Not all of this employment history is publicly available: The district says Ray does not have a labor file where complaints are usually stored. Not included was a 2007 investigation into allegations that Ray mismanaged school funds. In addition, a 2018 probe into an anonymous sexual harassment claim mentioned the 2007 case. Both investigations cleared Ray of wrongdoing. The district’s general counsel has not responded to Chalkbeat’s questions about why the investigations were missing.
But Ray’s history as a teacher — even if for a short time — is what shines through for his supporters. His predecessor was a lawyer and had a lot to learn about improving schools. His supporters prefer an insider who understands the history and crippling poverty in the mid-South city after years of controversial initiatives from outsiders. Memphis teachers are still required to follow many of the practices put in place by a $90 million grant from the Bill & Melinda Gates Foundation (a Chalkbeat funder) in 2009. It fell short of its lofty goals to improve academics by overhauling how teachers are coached and evaluated. The district also lost students to the Achievement School District, a state takeover system that has seen little success since 2012.
“I think the school system doesn’t have the luxury of waiting for someone to learn this district. Things are happening too rapidly,” said Sara Lewis, a former school board member and longtime educator who started teaching in the 1970s. Lewis said she is one of Ray’s mentors. He “has the temperament” to be superintendent and has a pattern of leading by doing the work alongside his followers.
“He has a cool head… He listens. He tries to involve people,” she said. “He’s not an ivory tower. He’s quiet, he’s effective, but he’s firm. And he’s fair.”
But Ray’s former supervisors left only a handful of performance evaluations with minimal reflection as he ascended the ranks within the district.
For example, when Ray oversaw the massive redesign of how alternative schools worked in 2014, each section of his evaluation was one sentence, including, “Good job with the redesign,” written by Rod Richmond, then the chief academic officer and Ray’s boss.
Hopson did not evaluate Ray in the four months they worked together. This was Hopson’s practice for all the employees who reported directly to him. Hopson said recently that he did not include written negative feedback in personnel files to avoid media coverage.
Throughout Ray’s 22-year career, he has earned several awards, according to his personnel file, including Outstanding Young Educator Award in 2006 from the Association for Supervision and Curriculum Development. A year later, he served on Gov. Phil Bredesen’s advisory council for alternative education.

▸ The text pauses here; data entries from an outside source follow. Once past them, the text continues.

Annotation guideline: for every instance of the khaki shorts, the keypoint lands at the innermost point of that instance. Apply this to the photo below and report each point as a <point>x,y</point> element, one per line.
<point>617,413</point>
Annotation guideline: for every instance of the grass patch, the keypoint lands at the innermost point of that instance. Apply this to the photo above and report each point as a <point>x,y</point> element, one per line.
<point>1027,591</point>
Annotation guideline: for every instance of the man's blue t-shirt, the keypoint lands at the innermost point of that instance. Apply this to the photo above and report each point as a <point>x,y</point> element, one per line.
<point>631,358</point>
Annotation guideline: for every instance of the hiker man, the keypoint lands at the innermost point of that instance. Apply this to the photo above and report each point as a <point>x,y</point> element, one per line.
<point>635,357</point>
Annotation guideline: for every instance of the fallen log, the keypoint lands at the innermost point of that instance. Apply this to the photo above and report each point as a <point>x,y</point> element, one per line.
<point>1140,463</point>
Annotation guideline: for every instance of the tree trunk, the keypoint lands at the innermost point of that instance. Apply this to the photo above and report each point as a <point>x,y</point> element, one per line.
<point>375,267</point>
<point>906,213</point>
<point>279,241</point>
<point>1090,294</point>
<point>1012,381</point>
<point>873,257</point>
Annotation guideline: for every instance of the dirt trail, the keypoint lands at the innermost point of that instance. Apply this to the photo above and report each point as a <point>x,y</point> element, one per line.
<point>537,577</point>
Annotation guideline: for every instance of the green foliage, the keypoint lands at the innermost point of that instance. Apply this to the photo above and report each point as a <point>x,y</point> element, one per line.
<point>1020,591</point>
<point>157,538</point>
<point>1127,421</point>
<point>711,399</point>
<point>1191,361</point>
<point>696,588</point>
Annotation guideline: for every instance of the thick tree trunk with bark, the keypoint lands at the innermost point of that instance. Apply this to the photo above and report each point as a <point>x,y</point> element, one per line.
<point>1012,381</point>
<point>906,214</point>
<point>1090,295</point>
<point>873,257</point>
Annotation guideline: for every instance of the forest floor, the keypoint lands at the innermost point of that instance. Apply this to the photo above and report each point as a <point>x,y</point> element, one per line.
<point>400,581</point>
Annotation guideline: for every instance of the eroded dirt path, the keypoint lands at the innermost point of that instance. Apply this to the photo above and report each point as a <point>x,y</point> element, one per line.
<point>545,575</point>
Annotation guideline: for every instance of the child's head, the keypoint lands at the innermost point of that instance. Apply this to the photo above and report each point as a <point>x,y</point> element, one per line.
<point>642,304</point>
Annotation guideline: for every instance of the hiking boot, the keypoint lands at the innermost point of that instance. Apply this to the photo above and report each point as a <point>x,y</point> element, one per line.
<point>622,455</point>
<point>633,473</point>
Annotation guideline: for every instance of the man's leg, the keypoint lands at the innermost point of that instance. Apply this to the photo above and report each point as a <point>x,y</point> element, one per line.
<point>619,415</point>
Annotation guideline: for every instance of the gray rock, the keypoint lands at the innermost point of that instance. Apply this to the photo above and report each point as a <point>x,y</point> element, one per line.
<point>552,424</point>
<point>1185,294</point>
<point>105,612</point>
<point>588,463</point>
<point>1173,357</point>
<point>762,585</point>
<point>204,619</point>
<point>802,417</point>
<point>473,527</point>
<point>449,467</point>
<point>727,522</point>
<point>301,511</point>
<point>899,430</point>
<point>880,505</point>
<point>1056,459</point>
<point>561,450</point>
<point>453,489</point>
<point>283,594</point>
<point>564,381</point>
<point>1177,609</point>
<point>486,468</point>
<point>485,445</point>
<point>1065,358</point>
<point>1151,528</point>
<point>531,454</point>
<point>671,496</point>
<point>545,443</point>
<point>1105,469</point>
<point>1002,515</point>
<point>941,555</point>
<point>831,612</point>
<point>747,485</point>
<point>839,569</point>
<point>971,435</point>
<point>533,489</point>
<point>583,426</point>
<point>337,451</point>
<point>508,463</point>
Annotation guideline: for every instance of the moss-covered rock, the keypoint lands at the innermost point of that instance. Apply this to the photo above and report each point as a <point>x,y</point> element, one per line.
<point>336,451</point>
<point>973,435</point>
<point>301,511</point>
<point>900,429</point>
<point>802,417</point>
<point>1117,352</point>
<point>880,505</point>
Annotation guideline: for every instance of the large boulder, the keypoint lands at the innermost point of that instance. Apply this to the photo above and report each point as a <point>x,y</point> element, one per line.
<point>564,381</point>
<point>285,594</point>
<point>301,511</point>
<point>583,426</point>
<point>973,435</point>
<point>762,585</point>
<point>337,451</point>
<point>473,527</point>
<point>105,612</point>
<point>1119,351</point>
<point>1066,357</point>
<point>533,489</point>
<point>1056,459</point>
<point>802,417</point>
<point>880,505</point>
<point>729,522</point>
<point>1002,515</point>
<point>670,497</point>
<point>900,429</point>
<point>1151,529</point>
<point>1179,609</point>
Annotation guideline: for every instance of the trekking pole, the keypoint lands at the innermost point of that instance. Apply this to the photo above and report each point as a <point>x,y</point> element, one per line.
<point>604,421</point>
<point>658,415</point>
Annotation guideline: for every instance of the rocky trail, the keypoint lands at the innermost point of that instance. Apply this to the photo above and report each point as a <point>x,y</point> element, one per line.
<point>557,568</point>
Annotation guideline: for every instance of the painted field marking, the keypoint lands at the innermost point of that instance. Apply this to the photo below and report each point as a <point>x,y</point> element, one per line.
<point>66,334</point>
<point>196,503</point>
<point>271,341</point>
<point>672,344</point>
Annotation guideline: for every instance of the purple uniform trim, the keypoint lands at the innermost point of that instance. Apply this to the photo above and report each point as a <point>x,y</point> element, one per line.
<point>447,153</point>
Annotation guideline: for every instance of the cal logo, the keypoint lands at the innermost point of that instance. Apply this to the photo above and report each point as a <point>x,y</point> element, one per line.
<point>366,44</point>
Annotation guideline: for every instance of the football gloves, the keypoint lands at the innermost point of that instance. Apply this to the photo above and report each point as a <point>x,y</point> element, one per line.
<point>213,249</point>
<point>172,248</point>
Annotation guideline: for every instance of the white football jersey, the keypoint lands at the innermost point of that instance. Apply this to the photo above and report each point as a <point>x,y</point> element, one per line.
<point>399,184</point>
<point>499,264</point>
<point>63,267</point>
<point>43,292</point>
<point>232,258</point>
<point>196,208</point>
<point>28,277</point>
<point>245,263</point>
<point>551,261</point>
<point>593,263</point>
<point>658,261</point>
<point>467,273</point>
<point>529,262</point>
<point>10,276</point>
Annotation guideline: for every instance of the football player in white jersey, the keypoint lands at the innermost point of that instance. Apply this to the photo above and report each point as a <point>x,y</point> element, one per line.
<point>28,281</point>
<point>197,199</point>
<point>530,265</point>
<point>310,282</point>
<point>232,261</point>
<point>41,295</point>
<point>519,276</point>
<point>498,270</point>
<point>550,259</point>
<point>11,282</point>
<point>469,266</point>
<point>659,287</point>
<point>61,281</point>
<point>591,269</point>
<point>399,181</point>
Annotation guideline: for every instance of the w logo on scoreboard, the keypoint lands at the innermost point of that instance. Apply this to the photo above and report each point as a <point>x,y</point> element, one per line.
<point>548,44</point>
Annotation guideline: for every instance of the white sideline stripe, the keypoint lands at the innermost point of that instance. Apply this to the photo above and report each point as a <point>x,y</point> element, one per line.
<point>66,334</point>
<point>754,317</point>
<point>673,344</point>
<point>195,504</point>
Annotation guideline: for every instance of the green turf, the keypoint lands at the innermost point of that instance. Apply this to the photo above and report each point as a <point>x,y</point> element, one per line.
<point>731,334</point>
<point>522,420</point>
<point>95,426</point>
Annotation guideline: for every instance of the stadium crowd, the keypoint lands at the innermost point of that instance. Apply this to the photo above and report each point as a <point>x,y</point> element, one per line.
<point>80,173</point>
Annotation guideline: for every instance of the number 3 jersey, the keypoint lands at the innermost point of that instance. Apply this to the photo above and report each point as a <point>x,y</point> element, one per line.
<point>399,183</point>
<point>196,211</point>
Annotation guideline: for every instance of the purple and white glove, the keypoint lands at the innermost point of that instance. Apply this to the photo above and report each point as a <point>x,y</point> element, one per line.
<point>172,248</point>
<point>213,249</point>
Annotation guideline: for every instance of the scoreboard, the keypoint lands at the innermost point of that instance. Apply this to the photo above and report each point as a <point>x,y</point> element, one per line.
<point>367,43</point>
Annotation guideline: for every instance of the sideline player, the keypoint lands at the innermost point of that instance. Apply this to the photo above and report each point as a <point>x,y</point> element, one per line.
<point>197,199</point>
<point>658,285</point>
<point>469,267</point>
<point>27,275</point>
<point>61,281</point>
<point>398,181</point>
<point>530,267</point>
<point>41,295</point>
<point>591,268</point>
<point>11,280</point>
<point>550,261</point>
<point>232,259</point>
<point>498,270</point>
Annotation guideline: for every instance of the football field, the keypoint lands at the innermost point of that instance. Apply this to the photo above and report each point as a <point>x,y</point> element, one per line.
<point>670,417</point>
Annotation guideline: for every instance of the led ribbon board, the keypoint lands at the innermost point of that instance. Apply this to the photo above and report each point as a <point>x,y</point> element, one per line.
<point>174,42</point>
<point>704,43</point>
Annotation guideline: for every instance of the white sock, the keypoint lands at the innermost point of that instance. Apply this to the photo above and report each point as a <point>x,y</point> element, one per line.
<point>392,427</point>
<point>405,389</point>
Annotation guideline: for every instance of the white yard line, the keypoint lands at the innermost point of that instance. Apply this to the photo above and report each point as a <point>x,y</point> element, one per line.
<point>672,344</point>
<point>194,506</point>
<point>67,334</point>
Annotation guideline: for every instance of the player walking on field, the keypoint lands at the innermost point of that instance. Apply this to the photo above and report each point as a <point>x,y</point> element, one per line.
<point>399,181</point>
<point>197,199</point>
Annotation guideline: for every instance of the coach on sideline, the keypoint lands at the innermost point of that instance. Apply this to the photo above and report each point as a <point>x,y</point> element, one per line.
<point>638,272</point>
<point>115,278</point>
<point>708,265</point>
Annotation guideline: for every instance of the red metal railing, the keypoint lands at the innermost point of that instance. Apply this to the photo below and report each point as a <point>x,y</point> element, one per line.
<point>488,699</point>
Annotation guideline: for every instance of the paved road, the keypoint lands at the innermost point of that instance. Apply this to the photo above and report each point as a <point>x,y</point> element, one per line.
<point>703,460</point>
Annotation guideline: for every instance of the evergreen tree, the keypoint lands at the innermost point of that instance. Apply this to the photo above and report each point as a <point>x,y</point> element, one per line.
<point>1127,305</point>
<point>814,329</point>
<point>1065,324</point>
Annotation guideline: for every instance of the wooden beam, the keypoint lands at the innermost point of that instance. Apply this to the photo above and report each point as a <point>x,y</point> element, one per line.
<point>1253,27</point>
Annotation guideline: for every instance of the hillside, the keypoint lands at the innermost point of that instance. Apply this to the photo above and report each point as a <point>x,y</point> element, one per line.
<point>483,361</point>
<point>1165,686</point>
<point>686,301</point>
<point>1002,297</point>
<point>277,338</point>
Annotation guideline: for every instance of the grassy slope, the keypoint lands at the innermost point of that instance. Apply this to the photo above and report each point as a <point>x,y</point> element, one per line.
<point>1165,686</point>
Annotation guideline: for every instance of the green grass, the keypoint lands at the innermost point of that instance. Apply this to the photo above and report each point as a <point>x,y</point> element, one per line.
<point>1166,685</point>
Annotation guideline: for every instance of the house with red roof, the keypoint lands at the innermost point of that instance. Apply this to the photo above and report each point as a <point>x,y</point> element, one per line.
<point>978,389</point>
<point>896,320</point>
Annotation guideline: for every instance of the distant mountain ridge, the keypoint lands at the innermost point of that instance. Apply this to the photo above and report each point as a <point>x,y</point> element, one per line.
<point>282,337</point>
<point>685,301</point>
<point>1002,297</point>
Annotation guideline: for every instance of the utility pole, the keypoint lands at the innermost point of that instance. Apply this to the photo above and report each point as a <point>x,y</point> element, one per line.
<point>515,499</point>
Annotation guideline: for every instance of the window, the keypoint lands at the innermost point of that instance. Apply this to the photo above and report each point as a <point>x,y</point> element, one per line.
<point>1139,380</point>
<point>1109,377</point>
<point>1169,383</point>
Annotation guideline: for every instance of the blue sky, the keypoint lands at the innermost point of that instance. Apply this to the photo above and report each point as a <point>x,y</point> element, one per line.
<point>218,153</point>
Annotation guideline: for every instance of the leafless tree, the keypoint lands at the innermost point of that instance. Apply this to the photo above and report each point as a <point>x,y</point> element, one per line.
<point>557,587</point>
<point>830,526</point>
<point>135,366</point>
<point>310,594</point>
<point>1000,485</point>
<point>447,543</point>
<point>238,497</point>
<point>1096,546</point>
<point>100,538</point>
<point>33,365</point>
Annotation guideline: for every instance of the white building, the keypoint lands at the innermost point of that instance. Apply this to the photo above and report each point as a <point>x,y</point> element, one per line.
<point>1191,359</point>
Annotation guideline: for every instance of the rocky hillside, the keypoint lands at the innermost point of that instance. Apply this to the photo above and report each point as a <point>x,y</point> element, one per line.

But his awards don’t change the fact that most students in the district do not read on grade level and most leave high school unprepared for the rigor of college classes. Some argue it’s important to at least consider potential leaders who haven’t been ingrained in the system that they say needs shaking up.
“A search should be done. It’s due process — that’s what we want,” said Sarah Carpenter, the executive director of Memphis Lift, a parent advocacy organization. As a longtime education advocate, she has participated in several community sessions when previous school boards were choosing a superintendent. If the board votes Tuesday to hire Ray, that would strip parents of the opportunity to say what kind of leader they want, she said.
“And if Dr. Ray ended up in that search and gets that job, I’m all for it. It’s nothing personal against Dr. Ray,” she said. “Just don’t tell the people who send their babies to you every day that we’re not going to do a search. These are our babies that go to your schools and it’s not fair.”
The board is scheduled to vote on whether to hire Ray at its 5:30 p.m. meeting Tuesday at the district’s central office auditorium, 160 S. Hollywood St.